Cross-strain comparative analysis data table:

This systematic approach helps identify strain-specific factors influencing YOR034C-A function and explains seemingly contradictory results across different studies .

How should researchers analyze data from YOR034C-A deletion experiments in the context of biofilm regulatory networks?

Analyzing data from YOR034C-A deletion experiments requires integrating multiple data types within the broader context of biofilm regulatory networks:

• Normalization and statistical analysis:

  • Normalize biofilm measurements to account for growth differences (OD595nm/OD600nm)

  • Log-transform data to achieve normal distribution for statistical testing

  • Calculate median values from replicate experiments

  • Establish significance thresholds (e.g., scores less than 0.584 indicate significantly reduced biofilm)
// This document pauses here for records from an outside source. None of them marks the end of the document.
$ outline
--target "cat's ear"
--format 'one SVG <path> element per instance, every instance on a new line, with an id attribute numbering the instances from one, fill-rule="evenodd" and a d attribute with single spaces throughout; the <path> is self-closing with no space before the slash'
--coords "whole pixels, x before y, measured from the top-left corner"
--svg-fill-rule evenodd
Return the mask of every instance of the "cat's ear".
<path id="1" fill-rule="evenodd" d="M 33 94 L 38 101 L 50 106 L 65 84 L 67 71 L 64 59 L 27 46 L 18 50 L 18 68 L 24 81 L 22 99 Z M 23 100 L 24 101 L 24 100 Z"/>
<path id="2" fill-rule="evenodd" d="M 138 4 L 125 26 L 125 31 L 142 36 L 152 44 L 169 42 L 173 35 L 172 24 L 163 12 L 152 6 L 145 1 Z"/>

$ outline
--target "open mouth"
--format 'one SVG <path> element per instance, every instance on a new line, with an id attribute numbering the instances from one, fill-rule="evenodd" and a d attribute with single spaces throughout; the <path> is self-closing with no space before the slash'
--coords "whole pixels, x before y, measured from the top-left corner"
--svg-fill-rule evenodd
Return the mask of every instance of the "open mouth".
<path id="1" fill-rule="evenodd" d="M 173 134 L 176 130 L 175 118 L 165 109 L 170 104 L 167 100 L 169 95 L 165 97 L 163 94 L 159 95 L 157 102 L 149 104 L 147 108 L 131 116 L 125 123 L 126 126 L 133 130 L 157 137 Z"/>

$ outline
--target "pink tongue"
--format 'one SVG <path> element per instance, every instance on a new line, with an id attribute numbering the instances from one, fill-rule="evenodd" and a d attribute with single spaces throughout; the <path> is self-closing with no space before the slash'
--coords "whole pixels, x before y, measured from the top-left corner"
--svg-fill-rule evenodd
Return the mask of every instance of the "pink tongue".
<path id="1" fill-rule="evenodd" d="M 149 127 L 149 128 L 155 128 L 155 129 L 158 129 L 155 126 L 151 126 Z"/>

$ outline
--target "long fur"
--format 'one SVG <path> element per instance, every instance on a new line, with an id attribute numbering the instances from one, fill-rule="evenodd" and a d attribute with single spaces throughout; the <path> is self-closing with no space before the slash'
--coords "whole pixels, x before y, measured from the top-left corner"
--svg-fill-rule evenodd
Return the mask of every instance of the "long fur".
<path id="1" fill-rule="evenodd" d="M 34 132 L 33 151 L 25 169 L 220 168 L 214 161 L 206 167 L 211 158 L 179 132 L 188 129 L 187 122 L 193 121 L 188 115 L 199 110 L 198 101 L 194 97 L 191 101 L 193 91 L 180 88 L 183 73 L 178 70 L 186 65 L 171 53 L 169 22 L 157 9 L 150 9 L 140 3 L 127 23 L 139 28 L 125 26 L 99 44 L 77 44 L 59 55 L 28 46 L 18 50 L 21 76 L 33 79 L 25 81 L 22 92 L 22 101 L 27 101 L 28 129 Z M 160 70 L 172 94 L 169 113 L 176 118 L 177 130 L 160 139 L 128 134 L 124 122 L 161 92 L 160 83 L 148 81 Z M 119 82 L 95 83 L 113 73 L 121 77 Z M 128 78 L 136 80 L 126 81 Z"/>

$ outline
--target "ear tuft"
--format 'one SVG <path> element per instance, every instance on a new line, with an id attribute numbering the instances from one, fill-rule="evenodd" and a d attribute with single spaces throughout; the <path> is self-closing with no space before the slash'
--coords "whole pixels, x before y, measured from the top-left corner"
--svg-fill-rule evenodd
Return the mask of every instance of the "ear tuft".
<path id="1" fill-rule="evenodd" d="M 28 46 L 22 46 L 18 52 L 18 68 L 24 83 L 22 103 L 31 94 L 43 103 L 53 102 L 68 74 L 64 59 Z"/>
• Network-based analysis approach:

  • Position YOR034C-A within known regulatory pathways (PKA, MAPK, TOR)

  • Compare yor034c-a phenotypes with other biofilm regulators (flo8, sfl1, tpk3)
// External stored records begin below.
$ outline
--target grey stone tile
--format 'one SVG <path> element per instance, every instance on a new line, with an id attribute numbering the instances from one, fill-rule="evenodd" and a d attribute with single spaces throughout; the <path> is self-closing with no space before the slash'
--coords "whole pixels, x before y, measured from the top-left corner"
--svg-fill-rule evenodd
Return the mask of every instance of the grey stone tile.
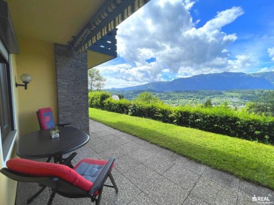
<path id="1" fill-rule="evenodd" d="M 137 144 L 140 146 L 140 148 L 146 150 L 151 151 L 151 150 L 155 149 L 158 147 L 155 144 L 151 144 L 149 141 L 139 138 L 137 138 L 136 140 L 134 140 L 134 143 Z"/>
<path id="2" fill-rule="evenodd" d="M 158 204 L 182 204 L 189 193 L 163 176 L 157 178 L 144 193 Z"/>
<path id="3" fill-rule="evenodd" d="M 198 163 L 184 156 L 179 156 L 178 160 L 176 161 L 176 164 L 180 165 L 184 169 L 200 175 L 203 172 L 206 167 L 204 165 Z"/>
<path id="4" fill-rule="evenodd" d="M 17 193 L 15 204 L 27 204 L 27 200 L 41 189 L 36 183 L 18 182 Z M 49 198 L 49 189 L 46 188 L 38 197 L 32 204 L 47 204 Z"/>
<path id="5" fill-rule="evenodd" d="M 95 143 L 92 145 L 92 148 L 97 153 L 99 154 L 103 151 L 110 150 L 114 146 L 108 142 Z"/>
<path id="6" fill-rule="evenodd" d="M 132 135 L 129 135 L 129 134 L 127 134 L 125 133 L 123 133 L 123 132 L 117 133 L 115 135 L 123 139 L 128 140 L 129 141 L 135 141 L 135 140 L 139 139 L 137 137 L 135 137 Z"/>
<path id="7" fill-rule="evenodd" d="M 90 147 L 84 146 L 79 150 L 76 150 L 77 154 L 75 156 L 74 159 L 76 161 L 79 161 L 85 158 L 99 159 L 99 155 Z"/>
<path id="8" fill-rule="evenodd" d="M 52 203 L 53 205 L 60 204 L 60 205 L 90 205 L 90 198 L 67 198 L 61 196 L 58 194 L 55 195 L 55 197 Z"/>
<path id="9" fill-rule="evenodd" d="M 190 190 L 198 181 L 200 176 L 186 169 L 181 164 L 175 164 L 167 170 L 164 176 L 181 187 Z"/>
<path id="10" fill-rule="evenodd" d="M 190 194 L 184 201 L 183 205 L 210 205 L 195 195 Z"/>
<path id="11" fill-rule="evenodd" d="M 252 205 L 251 202 L 252 202 L 252 197 L 251 196 L 248 196 L 238 193 L 237 205 Z"/>
<path id="12" fill-rule="evenodd" d="M 117 148 L 117 149 L 123 150 L 126 153 L 132 153 L 139 148 L 140 147 L 132 141 L 124 144 L 121 146 L 119 146 L 119 148 Z"/>
<path id="13" fill-rule="evenodd" d="M 201 177 L 191 193 L 210 204 L 237 204 L 238 193 Z"/>
<path id="14" fill-rule="evenodd" d="M 152 150 L 151 152 L 153 152 L 155 156 L 169 161 L 177 161 L 182 157 L 182 156 L 178 154 L 159 146 Z"/>
<path id="15" fill-rule="evenodd" d="M 153 154 L 144 149 L 140 148 L 131 152 L 130 156 L 138 161 L 145 162 L 150 157 L 153 156 Z"/>
<path id="16" fill-rule="evenodd" d="M 143 163 L 148 167 L 160 174 L 163 174 L 175 164 L 174 161 L 157 156 L 152 156 Z"/>
<path id="17" fill-rule="evenodd" d="M 119 137 L 117 137 L 114 135 L 106 135 L 106 136 L 112 136 L 112 137 L 110 139 L 108 139 L 108 140 L 105 140 L 106 139 L 105 137 L 105 138 L 103 139 L 105 141 L 106 141 L 108 143 L 113 145 L 114 147 L 121 146 L 121 145 L 128 142 L 127 140 L 125 140 L 125 139 L 120 138 Z"/>
<path id="18" fill-rule="evenodd" d="M 110 157 L 115 157 L 115 159 L 117 159 L 125 155 L 126 153 L 127 152 L 123 149 L 118 147 L 101 152 L 99 155 L 101 159 L 109 159 Z"/>
<path id="19" fill-rule="evenodd" d="M 108 205 L 128 204 L 141 193 L 141 191 L 119 172 L 114 169 L 112 173 L 119 189 L 119 193 L 116 193 L 114 189 L 104 188 L 102 195 L 103 202 Z"/>
<path id="20" fill-rule="evenodd" d="M 258 184 L 240 180 L 239 193 L 249 197 L 268 197 L 274 204 L 274 191 Z"/>
<path id="21" fill-rule="evenodd" d="M 144 190 L 160 176 L 154 171 L 140 164 L 130 169 L 124 176 L 141 190 Z"/>
<path id="22" fill-rule="evenodd" d="M 156 205 L 151 198 L 146 195 L 144 193 L 141 193 L 132 200 L 129 205 Z"/>
<path id="23" fill-rule="evenodd" d="M 228 173 L 207 167 L 202 176 L 217 184 L 227 187 L 232 191 L 238 192 L 239 179 Z"/>
<path id="24" fill-rule="evenodd" d="M 96 144 L 103 143 L 105 143 L 105 140 L 102 139 L 101 137 L 95 136 L 94 137 L 90 137 L 86 146 L 90 146 L 92 148 Z"/>
<path id="25" fill-rule="evenodd" d="M 121 173 L 124 174 L 132 169 L 133 167 L 135 167 L 140 163 L 140 161 L 134 159 L 127 154 L 125 154 L 116 159 L 116 166 L 114 167 Z"/>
  • Create genetic interaction profiles by analyzing double mutants

  • Construct regulatory network models using systems biology approaches

• Transcriptomic data integration:

  • Identify genes differentially expressed in yor034c-a mutants

  • Focus on changes in FLO11 and other adhesion-related genes

  • Compare expression profiles with other biofilm-defective mutants

  • Use clustering analysis to identify functional gene groups

• Phenotypic correlation analysis:

  • Correlate biofilm measurements with invasive growth and mat formation

  • Assess FLO11 expression levels using FISH in single cells

  • Calculate the percentage of cells expressing FLO11 in different genetic backgrounds

  • Compare with known regulators like tpk3 mutants, which show increased FLO11 transcription

This integrated analytical approach positions YOR034C-A within the complex regulatory network controlling biofilm formation and provides mechanistic insights into its function.